When and how do companies lose control of their own projects? How can they keep control?

Companies usually lose control of a project at its very beginning. A company most often loses control of their project in the belief that a software vendor or a hired project management consultant knows (or should know) their business better than they do.

Solution providers, usually software vendors, take control of the buying process by guiding their prospect toward the solutions within their software that they believe solves the prospects current and future business requirements which is based on their experience with similar companies. A company usually loses control of the buying process by submitting a list of requirements to a solution provider based on what the users of their current system believe are the requirements for a new business software system.

In the case of consultants, through no fault of theirs, the control of an ERP acquisition and/or implementation project is lost when the consultant interviews the CIO or IT Director, Executives and users to understand what they feel are the requirements necessary for a new business system. The consultant then imposes his or her experiences with companies like yours (but not yours) and the successes they might have had with these like companies and then attempts to map those requirements to their experience to determine what business software systems should be evaluated by your company.
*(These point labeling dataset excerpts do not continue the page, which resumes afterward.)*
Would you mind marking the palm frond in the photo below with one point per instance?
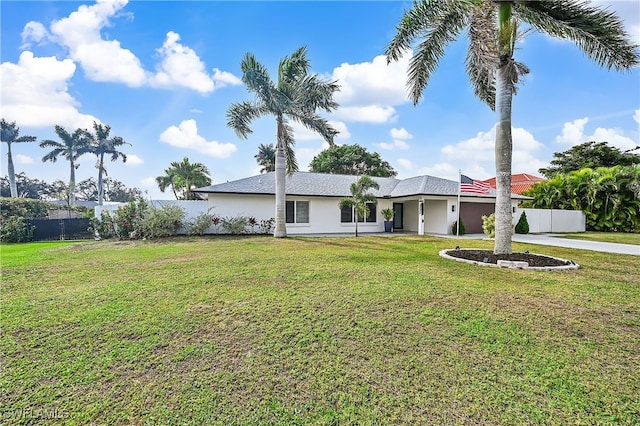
(598, 32)
(240, 115)
(482, 54)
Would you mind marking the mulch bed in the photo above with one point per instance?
(487, 256)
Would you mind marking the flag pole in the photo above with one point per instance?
(458, 206)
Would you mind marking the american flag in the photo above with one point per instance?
(474, 186)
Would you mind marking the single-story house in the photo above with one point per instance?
(422, 204)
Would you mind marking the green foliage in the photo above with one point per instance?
(160, 222)
(234, 225)
(25, 207)
(489, 225)
(15, 230)
(351, 160)
(454, 228)
(591, 155)
(200, 224)
(522, 227)
(609, 197)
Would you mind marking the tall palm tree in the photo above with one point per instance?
(102, 145)
(185, 177)
(492, 31)
(297, 95)
(11, 134)
(360, 197)
(73, 145)
(266, 157)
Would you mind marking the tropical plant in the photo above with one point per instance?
(493, 29)
(72, 146)
(266, 158)
(522, 227)
(101, 145)
(351, 160)
(360, 198)
(183, 177)
(11, 134)
(296, 96)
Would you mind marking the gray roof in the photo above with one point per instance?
(329, 185)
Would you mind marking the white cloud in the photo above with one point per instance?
(400, 134)
(181, 66)
(573, 133)
(23, 159)
(34, 92)
(369, 90)
(33, 32)
(186, 136)
(134, 160)
(101, 60)
(405, 164)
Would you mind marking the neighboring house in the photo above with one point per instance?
(519, 182)
(422, 204)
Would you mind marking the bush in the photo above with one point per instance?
(489, 225)
(200, 224)
(15, 230)
(522, 227)
(234, 225)
(454, 228)
(160, 222)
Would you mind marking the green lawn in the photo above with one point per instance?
(328, 331)
(607, 237)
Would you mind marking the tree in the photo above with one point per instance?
(11, 134)
(296, 95)
(183, 177)
(351, 160)
(102, 145)
(493, 29)
(360, 197)
(73, 145)
(266, 157)
(589, 155)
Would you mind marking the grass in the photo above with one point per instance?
(606, 237)
(328, 331)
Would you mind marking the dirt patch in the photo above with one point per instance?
(487, 256)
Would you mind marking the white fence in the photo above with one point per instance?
(549, 220)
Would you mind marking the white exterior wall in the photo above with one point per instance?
(551, 220)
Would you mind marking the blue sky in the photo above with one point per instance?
(162, 75)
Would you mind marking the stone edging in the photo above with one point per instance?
(513, 264)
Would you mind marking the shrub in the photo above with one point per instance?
(15, 230)
(200, 224)
(159, 222)
(489, 225)
(234, 225)
(454, 228)
(522, 227)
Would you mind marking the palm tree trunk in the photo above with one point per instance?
(281, 226)
(100, 183)
(12, 173)
(72, 184)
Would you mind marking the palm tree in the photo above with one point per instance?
(11, 134)
(297, 95)
(493, 31)
(73, 145)
(184, 176)
(101, 144)
(266, 157)
(360, 197)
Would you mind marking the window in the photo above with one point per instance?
(347, 214)
(297, 212)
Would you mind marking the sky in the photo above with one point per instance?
(163, 74)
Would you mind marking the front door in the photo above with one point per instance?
(397, 216)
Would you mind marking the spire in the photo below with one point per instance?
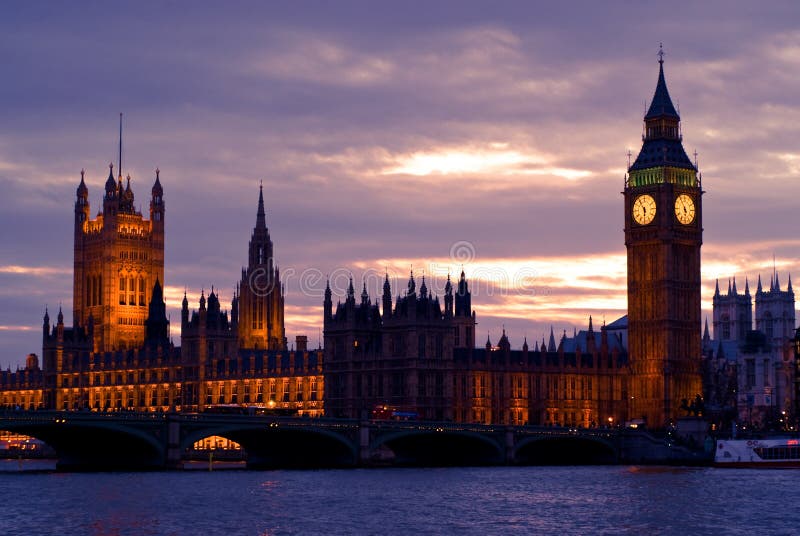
(120, 145)
(261, 220)
(661, 147)
(387, 288)
(111, 184)
(82, 191)
(661, 105)
(157, 189)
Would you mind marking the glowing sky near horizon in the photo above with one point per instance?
(432, 134)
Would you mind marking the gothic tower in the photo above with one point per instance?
(775, 311)
(260, 300)
(663, 235)
(733, 312)
(118, 257)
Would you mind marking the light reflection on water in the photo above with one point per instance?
(500, 500)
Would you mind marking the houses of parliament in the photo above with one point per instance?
(405, 350)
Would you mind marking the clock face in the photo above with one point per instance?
(684, 209)
(644, 209)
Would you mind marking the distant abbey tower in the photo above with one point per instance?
(118, 257)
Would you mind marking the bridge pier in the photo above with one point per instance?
(510, 445)
(172, 456)
(363, 443)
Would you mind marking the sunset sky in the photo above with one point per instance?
(433, 134)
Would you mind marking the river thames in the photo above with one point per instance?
(495, 500)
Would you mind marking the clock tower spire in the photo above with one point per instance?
(663, 235)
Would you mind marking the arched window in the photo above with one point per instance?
(726, 327)
(768, 325)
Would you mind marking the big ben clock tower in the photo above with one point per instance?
(663, 235)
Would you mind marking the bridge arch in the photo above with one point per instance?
(564, 450)
(99, 445)
(437, 447)
(272, 445)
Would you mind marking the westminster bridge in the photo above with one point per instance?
(119, 440)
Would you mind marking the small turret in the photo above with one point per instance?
(328, 303)
(46, 324)
(364, 295)
(111, 184)
(448, 298)
(551, 345)
(387, 298)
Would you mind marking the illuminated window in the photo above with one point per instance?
(141, 292)
(750, 373)
(122, 290)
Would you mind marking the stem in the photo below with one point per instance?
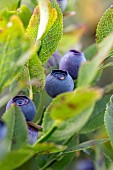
(47, 135)
(108, 88)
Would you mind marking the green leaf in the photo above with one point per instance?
(32, 74)
(75, 120)
(105, 25)
(69, 127)
(15, 50)
(73, 103)
(86, 145)
(62, 162)
(97, 118)
(17, 128)
(70, 38)
(90, 52)
(24, 14)
(48, 16)
(89, 69)
(50, 40)
(33, 26)
(108, 119)
(15, 159)
(11, 5)
(41, 21)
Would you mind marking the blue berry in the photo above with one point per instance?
(53, 62)
(71, 62)
(3, 130)
(25, 104)
(62, 4)
(57, 82)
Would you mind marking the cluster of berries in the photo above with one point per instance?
(60, 81)
(29, 110)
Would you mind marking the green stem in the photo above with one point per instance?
(47, 135)
(108, 88)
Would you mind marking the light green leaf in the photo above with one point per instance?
(68, 114)
(48, 16)
(86, 145)
(70, 38)
(15, 50)
(97, 118)
(41, 21)
(105, 25)
(11, 5)
(62, 162)
(32, 74)
(32, 29)
(73, 103)
(17, 128)
(89, 69)
(24, 14)
(15, 159)
(69, 127)
(50, 40)
(90, 52)
(108, 119)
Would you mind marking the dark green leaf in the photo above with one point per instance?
(17, 128)
(15, 50)
(109, 119)
(86, 145)
(71, 104)
(97, 118)
(11, 5)
(50, 40)
(89, 69)
(32, 74)
(15, 159)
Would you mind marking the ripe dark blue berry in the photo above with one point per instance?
(25, 104)
(53, 62)
(62, 4)
(57, 82)
(71, 62)
(3, 130)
This process usually results in the consultant telling the company’s management team what it already knew. This can be helpful in some cases but doesn’t usually address where the business is today, where it wants to go, and how it will get there.

If a company hopes to maintain control of a project its leadership team must take the time to define its future business objectives, which should be the most compelling reason to replace its current business system. These objectives are discovered by asking the following questions; where are we at today, where do we want to go, and how will we get there? The answers to these questions become the functionality that will be required in a new business system: they define exactly how the company will achieve its business goals.